Security operations center (SOC) analysts and threat hunting professionals are being urged to pay closer attention to edge devices in their environments, as these systems may represent a growing vulnerability in enterprise defenses. According to a recent update from a Google Threat Intelligence Monday briefing, Internet of Things (IoT) and embedded systems powered by MIPS and ARM architectures are increasingly becoming attractive targets for cross-compiled malware that traditional signature-based tools frequently overlook.

As enterprises continue to deploy IoT and edge systems across critical networks, attackers have adapted by developing malware in ELF (Executable and Linkable Format) that is specifically designed for non-Windows architectures. These sophisticated threats often evade detection because they don’t match known signatures used by conventional detection engines, leaving many connected devices operating in environments without adequate visibility into malicious activity.
The recent Google TIMondays session concentrated on advanced threat hunting techniques to help security teams uncover these stealthy threats. The briefing emphasized the use of advanced search modifiers, combined with CodeInsight results and Agentic AI capabilities, as part of a more proactive strategy for tracking down malicious activity across heterogeneous infrastructure. These techniques allow hunters to formulate queries that go beyond simple pattern matching and instead search for behavioural patterns or anomalies indicative of ELF-based attacks.

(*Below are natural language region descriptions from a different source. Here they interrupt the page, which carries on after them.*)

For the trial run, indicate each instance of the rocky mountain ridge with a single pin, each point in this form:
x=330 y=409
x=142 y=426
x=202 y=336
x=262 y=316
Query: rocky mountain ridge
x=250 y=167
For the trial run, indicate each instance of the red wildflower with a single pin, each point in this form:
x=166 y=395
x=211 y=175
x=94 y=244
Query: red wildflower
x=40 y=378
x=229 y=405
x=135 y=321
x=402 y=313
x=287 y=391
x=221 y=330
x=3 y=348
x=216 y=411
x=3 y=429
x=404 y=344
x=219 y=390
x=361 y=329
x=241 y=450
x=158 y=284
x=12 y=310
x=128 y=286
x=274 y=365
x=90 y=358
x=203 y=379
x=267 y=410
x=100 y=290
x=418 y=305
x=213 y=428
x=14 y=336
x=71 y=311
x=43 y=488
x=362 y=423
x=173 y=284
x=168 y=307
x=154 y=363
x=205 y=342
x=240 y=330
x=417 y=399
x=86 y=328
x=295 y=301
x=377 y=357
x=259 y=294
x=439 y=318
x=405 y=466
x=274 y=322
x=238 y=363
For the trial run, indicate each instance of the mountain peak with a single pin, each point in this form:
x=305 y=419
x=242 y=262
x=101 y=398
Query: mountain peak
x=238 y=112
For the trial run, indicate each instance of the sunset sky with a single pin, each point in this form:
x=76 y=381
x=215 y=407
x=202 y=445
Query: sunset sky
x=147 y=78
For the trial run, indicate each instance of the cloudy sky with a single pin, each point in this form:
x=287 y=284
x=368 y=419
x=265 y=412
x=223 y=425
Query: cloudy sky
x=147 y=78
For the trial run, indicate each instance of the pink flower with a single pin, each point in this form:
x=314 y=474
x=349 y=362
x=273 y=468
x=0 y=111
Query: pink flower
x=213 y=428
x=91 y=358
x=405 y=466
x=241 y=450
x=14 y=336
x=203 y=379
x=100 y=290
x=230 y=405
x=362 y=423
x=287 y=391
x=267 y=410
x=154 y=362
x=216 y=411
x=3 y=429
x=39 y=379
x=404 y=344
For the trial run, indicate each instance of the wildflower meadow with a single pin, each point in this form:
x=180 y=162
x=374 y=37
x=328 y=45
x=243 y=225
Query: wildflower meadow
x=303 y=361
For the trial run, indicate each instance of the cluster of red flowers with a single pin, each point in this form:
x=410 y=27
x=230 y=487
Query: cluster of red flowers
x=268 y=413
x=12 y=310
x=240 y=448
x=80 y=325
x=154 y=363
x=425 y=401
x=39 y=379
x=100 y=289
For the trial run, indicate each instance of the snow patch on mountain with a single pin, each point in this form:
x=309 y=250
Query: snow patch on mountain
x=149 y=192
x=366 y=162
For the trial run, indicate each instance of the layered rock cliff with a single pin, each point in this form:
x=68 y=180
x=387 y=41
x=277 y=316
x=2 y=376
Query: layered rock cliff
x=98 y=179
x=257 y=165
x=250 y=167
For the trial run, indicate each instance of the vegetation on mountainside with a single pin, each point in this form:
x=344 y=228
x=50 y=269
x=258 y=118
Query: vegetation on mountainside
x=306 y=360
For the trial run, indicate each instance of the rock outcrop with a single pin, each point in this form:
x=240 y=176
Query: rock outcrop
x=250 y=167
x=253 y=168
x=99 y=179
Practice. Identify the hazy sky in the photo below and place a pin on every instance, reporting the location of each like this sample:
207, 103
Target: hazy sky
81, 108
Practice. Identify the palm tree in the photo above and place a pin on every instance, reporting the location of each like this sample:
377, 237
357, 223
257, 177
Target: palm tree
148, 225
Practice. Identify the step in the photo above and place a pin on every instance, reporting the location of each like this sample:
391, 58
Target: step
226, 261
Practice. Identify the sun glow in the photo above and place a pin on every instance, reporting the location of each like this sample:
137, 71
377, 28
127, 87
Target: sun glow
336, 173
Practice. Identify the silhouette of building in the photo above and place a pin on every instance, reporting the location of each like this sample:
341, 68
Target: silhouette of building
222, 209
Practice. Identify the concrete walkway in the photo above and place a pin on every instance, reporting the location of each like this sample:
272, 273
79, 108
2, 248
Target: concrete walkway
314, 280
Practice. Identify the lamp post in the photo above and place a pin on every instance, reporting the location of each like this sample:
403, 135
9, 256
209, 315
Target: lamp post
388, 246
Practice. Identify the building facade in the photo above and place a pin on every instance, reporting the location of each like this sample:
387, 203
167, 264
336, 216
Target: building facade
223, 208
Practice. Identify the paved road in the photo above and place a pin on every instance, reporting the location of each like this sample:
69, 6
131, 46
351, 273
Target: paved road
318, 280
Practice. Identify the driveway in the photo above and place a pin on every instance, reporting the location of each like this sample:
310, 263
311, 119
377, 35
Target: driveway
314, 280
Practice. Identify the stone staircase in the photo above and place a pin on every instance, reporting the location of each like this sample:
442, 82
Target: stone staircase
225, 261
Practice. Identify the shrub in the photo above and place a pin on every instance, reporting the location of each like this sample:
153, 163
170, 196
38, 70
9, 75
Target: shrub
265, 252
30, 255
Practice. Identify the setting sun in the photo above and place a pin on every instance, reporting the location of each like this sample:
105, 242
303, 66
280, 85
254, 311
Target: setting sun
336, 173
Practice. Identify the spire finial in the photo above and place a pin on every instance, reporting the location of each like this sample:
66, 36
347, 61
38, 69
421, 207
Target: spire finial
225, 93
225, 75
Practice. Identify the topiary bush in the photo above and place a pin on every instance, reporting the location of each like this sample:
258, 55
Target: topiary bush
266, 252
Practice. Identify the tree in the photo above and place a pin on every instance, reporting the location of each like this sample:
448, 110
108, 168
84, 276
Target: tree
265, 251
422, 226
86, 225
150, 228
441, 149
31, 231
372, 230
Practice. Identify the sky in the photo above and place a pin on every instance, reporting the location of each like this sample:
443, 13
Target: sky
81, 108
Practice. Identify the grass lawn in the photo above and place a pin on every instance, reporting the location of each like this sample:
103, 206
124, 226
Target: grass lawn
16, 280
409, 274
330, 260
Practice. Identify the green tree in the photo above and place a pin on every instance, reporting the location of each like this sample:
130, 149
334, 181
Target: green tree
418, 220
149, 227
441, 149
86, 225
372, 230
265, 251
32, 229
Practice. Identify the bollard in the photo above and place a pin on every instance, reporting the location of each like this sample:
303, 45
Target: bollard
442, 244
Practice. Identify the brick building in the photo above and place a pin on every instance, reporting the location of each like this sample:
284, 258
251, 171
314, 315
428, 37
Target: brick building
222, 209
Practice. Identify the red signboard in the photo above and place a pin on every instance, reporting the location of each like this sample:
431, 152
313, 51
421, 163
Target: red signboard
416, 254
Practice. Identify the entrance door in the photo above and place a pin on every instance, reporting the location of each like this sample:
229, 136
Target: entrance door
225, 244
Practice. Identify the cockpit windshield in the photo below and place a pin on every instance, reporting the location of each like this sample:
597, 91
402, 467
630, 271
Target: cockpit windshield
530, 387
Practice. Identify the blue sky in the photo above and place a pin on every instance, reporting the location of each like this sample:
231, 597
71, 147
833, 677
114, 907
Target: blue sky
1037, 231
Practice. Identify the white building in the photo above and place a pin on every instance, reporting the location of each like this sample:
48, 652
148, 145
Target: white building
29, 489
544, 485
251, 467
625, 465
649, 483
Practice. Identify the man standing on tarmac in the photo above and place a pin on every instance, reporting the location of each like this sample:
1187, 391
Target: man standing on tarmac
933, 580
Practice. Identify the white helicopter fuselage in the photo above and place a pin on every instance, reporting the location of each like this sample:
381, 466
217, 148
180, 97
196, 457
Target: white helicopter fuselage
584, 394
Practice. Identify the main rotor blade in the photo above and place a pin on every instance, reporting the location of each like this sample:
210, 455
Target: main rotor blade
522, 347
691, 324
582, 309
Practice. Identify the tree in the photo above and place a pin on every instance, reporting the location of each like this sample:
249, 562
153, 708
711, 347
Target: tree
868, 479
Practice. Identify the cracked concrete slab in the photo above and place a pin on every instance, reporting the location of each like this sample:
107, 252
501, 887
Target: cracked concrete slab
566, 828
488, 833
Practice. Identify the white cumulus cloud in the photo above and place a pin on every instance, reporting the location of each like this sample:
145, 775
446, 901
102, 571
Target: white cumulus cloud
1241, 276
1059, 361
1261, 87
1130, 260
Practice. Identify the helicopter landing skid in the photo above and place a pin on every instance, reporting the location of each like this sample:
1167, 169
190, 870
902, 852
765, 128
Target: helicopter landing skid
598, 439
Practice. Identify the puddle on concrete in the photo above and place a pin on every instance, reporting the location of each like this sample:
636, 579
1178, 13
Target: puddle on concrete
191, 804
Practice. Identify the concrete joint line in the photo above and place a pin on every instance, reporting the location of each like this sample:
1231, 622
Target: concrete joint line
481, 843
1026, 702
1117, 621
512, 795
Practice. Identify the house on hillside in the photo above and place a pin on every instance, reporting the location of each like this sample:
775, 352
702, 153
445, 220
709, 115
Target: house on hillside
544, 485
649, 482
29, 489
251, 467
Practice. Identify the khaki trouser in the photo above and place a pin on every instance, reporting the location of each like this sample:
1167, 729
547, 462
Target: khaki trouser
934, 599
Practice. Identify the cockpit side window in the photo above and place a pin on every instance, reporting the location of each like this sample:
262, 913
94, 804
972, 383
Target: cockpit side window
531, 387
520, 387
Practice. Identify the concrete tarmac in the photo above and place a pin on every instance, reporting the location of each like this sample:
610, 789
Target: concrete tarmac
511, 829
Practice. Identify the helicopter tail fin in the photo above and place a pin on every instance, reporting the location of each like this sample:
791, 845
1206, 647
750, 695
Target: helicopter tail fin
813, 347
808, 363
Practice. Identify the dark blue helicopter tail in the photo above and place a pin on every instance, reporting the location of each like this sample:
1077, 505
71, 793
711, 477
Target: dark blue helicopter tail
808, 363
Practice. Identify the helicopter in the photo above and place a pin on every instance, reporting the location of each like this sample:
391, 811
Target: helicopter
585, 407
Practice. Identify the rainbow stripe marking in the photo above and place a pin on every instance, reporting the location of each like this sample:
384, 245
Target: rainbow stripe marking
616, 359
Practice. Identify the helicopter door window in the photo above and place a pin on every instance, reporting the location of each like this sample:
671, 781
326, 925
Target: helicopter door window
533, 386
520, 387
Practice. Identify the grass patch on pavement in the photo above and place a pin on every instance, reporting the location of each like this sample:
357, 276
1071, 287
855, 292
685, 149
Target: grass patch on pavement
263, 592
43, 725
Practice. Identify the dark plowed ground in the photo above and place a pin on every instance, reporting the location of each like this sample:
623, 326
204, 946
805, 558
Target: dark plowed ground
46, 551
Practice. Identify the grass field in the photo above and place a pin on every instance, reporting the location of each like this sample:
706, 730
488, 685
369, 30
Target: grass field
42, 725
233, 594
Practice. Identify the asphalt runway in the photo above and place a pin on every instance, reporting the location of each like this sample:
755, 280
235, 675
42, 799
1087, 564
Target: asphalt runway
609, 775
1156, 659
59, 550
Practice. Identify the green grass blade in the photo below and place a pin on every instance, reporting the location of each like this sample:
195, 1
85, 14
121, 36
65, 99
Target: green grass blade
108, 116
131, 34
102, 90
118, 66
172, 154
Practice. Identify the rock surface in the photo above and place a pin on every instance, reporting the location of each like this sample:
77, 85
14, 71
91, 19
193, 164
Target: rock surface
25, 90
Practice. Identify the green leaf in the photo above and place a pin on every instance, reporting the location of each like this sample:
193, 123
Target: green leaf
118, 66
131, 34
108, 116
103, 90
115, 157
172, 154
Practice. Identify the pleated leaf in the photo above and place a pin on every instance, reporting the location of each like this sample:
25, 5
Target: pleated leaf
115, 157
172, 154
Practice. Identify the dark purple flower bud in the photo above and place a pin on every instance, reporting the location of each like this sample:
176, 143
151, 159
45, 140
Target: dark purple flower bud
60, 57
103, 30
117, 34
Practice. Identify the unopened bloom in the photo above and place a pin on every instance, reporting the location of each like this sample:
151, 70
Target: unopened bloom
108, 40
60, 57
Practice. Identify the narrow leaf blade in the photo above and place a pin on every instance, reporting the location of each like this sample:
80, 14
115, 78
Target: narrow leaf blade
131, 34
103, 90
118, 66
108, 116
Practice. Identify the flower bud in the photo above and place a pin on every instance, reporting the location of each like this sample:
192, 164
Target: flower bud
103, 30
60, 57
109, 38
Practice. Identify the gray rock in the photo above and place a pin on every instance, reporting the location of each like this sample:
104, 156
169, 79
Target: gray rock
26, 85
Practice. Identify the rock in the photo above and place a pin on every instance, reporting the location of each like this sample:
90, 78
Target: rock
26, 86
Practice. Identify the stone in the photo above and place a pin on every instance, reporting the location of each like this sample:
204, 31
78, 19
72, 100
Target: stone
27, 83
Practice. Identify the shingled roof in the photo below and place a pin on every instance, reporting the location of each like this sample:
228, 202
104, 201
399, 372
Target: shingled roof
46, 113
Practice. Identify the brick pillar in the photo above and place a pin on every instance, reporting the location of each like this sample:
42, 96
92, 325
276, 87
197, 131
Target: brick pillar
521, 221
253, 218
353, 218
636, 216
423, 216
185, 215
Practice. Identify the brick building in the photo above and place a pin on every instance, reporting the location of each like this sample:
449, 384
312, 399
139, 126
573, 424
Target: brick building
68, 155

Security experts point out that as organizations adopt distributed computing models, including cloud-native solutions and edge-based processing, the traditional perimeters dissolve and attackers exploit these new surfaces. Without robust telemetry from embedded devices, security teams may unwittingly treat these systems as blind spots while sophisticated malware operates undetected.
To assist defenders, the briefing highlighted resources available through Google’s security documentation, including guidance on refining searches with Advanced Search documentation — a toolset that helps analysts tailor their threat hunting queries to the unique traits of ARM and MIPS architectures. By leveraging these tools alongside automated analytics and expert-driven refinement techniques, SOC teams can more effectively uncover evidence of malicious code that would otherwise slip through routine monitoring.
The focus of this initiative underscores an evolving mindset within cybersecurity operations: passive defenses alone are no longer sufficient against adaptable threats. By combining advanced search strategies with AI-assisted analysis, threat hunters and SOC analysts can close visibility gaps and detect complex malware earlier in its lifecycle, strengthening the overall security posture of their organizations.